Se fino a poco tempo fa le compagnie minerarie si sono limitate a finanziare esplorazioni e mappature dei fondali oceanici, la spinta della transizione ecologica ha rinnovato l’interesse verso il Deep Sea Mining.
Questi metalli sono rari e sempre più richiesti, fattori che ne hanno fatto impennare il costo rendendoli appetibili per le compagnie minerarie.
Il campo è totalmente nuovo e necessita una tempestiva regolamentazione, ma la mancanza di studi approfonditi sui fondali oceanici rende ciò un salto nel buio.
Quali potrebbero essere i danni ambientali del Deep Sea Mining è ancora un’incognita ma le istituzioni si stanno già muovendo per emettere le prime concessioni di sfruttamento.
L’Unione Europea, con la sua agenzia per la regolamentazione dei fondali marini (ISA, International Seabed Authority), progetta di ottenere un accordo globale entro due anni; mentre la Norvegia intende già emettere i primi permessi entro il 2024.
Quali danni ambientali potrebbe provocare il Deep Sea Mining?
Le miniere in mare aperto potrebbero danneggiare la flora e la fauna dei fondali marini?
Per rispondere a questo quesito, gli esperti dovrebbero avere a disposizione studi approfonditi sui fondali che, purtroppo, ad oggi ancora non esistono.
La profondità, infatti, rende molto difficili le indagini scientifiche: parliamo di fondali a una profondità di 4.000-5.000 metri. Non a caso, per la raccolta dei cosiddetti noduli polimetallici che contengono i metalli rari vengono impiegati piccoli robot.
Gli unici studi esistenti sono quelli che la ISA dichiara di possedere ma si basano su dati forniti dalle stesse compagnie minerarie che mirano a sfruttare i giacimenti oceanici.
Tutte le ipotesi
Sui potenziali pericoli derivati dal Deep Sea Mining sono state avanzate una serie di ipotesi.
Prima di tutto, alcune ricerche ipotizzano che il rumore provocato dalle operazioni di estrazione potrebbe avere un impatto dannoso sulla fauna marina.
Analogamente, altre ricerche sottolineano il potenziale impatto luminoso e quello legato alle vibrazioni.
Inoltre, tra le conseguenze più pericolose c’è il sollevamento di nubi di sedimenti causato dalle operazioni di estrazione dei noduli polimetallici. Queste nubi danneggerebbero gli ecosistemi e, soprattutto, trasporterebbero in superficie metalli pesanti grazie al fenomeno dell’upwelling, mettendo a rischio tutta la colonna d’acqua soprastante con gli organismi presenti.

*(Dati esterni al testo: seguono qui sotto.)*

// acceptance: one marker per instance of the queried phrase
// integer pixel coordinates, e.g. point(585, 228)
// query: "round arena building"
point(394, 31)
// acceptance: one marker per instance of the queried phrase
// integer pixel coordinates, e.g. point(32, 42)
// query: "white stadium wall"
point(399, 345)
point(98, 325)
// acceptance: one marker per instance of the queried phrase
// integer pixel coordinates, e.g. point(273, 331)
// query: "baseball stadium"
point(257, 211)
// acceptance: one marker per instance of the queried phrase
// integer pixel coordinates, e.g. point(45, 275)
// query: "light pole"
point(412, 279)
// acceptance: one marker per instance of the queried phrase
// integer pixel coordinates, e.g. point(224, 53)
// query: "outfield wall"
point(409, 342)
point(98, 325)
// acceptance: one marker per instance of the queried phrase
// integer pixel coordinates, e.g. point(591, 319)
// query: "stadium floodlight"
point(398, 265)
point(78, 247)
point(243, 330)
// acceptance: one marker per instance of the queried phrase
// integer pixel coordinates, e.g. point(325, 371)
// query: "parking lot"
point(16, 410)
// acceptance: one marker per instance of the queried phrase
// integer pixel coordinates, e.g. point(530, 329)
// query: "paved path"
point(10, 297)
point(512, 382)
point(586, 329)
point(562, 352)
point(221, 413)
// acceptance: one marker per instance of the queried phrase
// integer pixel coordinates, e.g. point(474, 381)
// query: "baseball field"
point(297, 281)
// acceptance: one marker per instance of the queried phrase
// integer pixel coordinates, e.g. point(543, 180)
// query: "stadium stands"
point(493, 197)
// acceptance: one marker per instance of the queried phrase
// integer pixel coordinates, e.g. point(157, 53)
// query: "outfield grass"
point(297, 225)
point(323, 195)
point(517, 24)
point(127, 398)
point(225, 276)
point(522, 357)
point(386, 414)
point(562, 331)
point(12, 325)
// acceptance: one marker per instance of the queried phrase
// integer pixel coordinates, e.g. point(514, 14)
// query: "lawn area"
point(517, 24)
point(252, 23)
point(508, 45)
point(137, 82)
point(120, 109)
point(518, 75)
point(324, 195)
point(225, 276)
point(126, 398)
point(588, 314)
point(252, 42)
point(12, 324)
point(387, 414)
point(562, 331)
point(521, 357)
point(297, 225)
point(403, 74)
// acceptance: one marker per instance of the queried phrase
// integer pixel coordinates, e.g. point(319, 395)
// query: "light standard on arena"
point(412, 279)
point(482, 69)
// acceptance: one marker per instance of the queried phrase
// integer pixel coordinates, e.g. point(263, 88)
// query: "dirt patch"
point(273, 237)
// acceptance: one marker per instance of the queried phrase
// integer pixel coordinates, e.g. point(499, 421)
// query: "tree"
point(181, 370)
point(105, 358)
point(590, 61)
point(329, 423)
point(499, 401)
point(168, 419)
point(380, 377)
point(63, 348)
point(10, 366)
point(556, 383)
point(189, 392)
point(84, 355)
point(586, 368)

Ad oggi, l’unico criterio applicabile è quello del principio di precauzione (do not harm principle), che consiste nel bloccare le attività fino a quando non si avranno informazioni più precise sulla loro pericolosità.
Tuttavia, è chiaro che il processo che porterà alle concessioni si sia ormai messo in moto. Urgono studi indipendenti sul Deep Sea Mining su cui basare una regolamentazione che salvaguardi l’ambiente marino.